魏晋南北朝时,图书量大增,学术思想也比较活跃,各种文化都有发展,迫切需要流通,加以晋以后,纸写书盛行,图书流通更有条件,抄书成为一种图书流通、文化传播与传递的主要手段,佣书也成为一种专门行业。无论佣书或贩书,都对当时图书的流通和文化的传播与传递作出了贡献。

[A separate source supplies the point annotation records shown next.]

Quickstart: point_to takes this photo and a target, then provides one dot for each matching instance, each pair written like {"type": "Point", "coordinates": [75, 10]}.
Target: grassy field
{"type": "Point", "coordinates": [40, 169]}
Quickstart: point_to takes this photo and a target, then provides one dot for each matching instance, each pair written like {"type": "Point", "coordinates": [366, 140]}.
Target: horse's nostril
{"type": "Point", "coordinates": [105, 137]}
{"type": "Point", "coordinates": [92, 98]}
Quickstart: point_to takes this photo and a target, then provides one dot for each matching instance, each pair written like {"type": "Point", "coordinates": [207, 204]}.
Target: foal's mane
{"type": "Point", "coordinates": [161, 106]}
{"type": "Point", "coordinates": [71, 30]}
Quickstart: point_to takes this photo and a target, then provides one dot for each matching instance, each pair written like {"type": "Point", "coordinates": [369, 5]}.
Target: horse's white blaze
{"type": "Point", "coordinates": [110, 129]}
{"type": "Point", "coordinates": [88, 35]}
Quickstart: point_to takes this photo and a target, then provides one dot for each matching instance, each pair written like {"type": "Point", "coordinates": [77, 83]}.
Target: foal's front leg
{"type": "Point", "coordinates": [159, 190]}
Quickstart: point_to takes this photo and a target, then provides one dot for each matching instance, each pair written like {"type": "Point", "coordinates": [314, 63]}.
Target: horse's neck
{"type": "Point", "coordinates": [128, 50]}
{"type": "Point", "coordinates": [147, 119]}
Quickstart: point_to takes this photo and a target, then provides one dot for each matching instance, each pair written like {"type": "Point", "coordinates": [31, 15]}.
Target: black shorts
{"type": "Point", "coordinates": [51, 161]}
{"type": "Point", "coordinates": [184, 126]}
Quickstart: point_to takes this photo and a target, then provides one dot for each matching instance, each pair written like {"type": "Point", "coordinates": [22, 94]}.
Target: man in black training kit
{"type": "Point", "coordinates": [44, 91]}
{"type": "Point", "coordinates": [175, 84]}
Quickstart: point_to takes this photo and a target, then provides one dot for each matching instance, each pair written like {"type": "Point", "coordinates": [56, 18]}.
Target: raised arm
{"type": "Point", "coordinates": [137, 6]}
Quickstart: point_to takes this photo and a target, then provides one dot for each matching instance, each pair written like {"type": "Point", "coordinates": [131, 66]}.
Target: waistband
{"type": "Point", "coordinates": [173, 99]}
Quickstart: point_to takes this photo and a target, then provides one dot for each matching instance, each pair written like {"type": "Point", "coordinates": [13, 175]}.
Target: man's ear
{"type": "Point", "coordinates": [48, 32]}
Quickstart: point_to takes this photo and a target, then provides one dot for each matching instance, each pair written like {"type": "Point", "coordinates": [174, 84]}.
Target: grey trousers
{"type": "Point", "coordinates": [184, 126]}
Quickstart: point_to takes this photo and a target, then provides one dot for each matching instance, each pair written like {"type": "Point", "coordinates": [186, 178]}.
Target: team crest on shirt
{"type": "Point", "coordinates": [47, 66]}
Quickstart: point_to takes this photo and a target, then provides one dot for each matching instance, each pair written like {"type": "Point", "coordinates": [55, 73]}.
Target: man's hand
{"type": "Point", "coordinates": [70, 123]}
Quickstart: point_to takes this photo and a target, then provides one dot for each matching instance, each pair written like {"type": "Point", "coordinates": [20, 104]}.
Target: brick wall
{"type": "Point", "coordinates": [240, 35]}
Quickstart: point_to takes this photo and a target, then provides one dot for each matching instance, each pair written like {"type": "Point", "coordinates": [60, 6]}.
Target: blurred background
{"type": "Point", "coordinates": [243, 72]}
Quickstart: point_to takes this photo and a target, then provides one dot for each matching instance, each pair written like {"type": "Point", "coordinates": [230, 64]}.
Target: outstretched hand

除了国内流通、传播和传递外,魏晋以来还发展了对国外的交流,如三国孙吴曾派康泰、朱应出使扶南(今柬埔寨),经历和听到了百多个国家的情况,于是康泰著《外国传》、朱异著《扶南异物志》,把海外见闻传播到国内。当时这种情况不少,《隋书·经籍志》中著录了记载外国史地情况的著述有几十种。中国书籍也有不少传到日本和朝鲜,如西晋时,《论语》就传到日本。南北朝时,中国文化典籍如《五经》、《千字文》等都由朝鲜传往日本,对日本封建文化的发展产生了相当大的影响。与朝鲜的交往更为频繁:宋元嘉二十七年(450年),宋文帝应朝鲜半岛百济王请求,赠送了《易林》等图书;梁大同七年(541年)又应百济王之请,派《三礼》学者陆诩前往讲学。中国的《五经》、《三史》和《三国志》等书都陆续传入朝鲜,朝鲜许多人都能诵读讲解,也有人能用汉字写作。
)第二节 佛经的求取与译经
佛经的求取和翻译活动促进了魏晋南北朝时期的中外文化交流。那一时期从印巴次大陆来中国从事佛经翻译的僧徒有七十多人,他们的活动直接促进了佛教文化的传播,丰富了中国文化的内容。同时,中国僧徒不畏艰险西行取经求法的,史传记载有八十九人。曹魏的朱士行是第一位去西域取经的僧人。他在魏甘露五年(260年),从雍州(陕西长安西北)出发,越过沙漠,到新疆的和田,求得梵文本《放光般若经》九十章,六十余万字。派弟子送经回洛阳译出,比原在中土流行的《般若经》补充甚多,他留在西域直至八十高龄才病故。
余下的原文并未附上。